Testing for normality for each of the feature distributions: Visual inspection indicates that all feature distributions as given are positively skewed and do not exhibit normality.
We can use SciPy's Normaltest (scipy.stats.normaltest) to test whether each feature sample distribution differs from a normal distribution.
With this function we test the null hypothesis that a sample comes from a normal distribution. We accept this hypothesis if the p-value >= 0.05. We reject this hypothesis if the p-value <= 0.05. In the latter case, we conclude that the distribution is not normal with 95% confidence. See results below:
#Ans to Assessment 3
#This code cell implements normality
#tests for each feature distribution
#J.E. Rolon
from scipy.stats import normaltest
cols = list(data.columns)
for feat in cols:
statistic, p = normaltest(data[feat].values)
if p >= 0.05:
print "The feature {} likely has a normal distribution".format(feat)
else:
print "The feature {} likely doesn't have a normal distribution".format(feat)
#Ans to Question 3
#This code cell generates a heat map
#of the correlation matrix between features
#J.E. Rolon
import matplotlib.pyplot as plt
import seaborn as sns
cols = list(data.columns)
corr_matrix = np.corrcoef(data[cols].values.T)

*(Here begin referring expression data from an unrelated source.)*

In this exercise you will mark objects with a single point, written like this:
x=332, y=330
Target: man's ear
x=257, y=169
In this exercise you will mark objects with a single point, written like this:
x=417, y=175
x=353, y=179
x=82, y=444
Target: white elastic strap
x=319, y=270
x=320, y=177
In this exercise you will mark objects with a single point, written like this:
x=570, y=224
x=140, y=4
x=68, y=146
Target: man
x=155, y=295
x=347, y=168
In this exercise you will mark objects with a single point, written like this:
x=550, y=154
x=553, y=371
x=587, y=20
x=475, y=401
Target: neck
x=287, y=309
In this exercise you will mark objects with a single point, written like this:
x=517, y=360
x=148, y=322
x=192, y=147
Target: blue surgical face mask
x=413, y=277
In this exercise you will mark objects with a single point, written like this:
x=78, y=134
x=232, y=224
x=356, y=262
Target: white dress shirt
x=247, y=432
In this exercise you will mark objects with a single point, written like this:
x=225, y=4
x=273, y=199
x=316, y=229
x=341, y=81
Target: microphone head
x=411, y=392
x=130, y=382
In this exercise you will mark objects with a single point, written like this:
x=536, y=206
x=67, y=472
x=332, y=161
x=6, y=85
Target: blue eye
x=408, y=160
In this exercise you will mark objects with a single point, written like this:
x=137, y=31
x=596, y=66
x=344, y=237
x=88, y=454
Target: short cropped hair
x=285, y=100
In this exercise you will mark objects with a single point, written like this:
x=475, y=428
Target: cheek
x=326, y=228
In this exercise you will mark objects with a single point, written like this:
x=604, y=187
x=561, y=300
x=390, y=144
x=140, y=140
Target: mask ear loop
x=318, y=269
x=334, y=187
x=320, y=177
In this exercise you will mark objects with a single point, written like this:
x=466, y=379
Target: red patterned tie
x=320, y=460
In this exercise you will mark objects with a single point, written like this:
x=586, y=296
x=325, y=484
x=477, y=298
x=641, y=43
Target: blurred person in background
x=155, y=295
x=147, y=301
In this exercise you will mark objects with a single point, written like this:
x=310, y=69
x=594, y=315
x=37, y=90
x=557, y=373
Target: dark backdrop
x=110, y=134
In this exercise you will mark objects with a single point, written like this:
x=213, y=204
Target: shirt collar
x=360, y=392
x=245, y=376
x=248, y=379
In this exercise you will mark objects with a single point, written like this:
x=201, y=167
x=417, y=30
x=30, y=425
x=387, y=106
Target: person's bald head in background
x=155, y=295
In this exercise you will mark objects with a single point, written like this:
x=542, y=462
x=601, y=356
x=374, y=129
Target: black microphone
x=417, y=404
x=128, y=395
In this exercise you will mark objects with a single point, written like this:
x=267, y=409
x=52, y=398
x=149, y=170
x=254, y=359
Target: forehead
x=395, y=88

plt.figure(1, figsize=(10, 9))
sns.set(font_scale=1.5)
heat_map = sns.heatmap(corr_matrix, cbar=True, annot=True, square=True, fmt='.2f',
annot_kws = {'size': 15}, yticklabels=cols, xticklabels=cols)
plt.xticks(rotation='vertical')
plt.yticks(rotation='horizontal')
plt.tight_layout()
plt.show()
Testing for correlations among features:
A heat map representation of the feature-feature correlation matrix is shown above. Its matrix elements are the Pearson's product-moment correlation coefficients, r, which measure the linear dependence between pairs of features.
Two features have a perfect positive correlation if r = 1, no correlation if r = 0 , and a perfect negative correlation if r=1, respectively.
According to this map, we can attempt to rank features according to their inter-correlations as follows:
Tier 1: "Grocery" and "Detergents_Paper" are highly correlated ... r=0.92 "Grocery" and "Milk" are highly correlated ............... r=0.73 "Milk" and "Detergents_Paper" are moderately correlated .. r=0.66
Tier 2: "Milk" and "Delicatessen" are weakly-to-moderately correlated .... r=0.41 "Delicatessen" and "Frozen" are weakly-to-moderately correlated .. r=0.39 "Frozen" and "Fresh" are weakly-to-moderately correlated ......... r=0.35
The remaining feature pairings are either weakly correlated or nearly uncorrelated.
Regarding our previous expectations about feature relevance, we can see that "Grocery" and "Detergents_Paper" are amongst the most hihgly correlated features. This confirms our suspicions of their linear dependence on other features according to R2 scores discussed in question 2. Observe that "Frozen" and "Milk" were weakly correlated to other features, which indeed confirms our previous suspicions that these are important features to consider.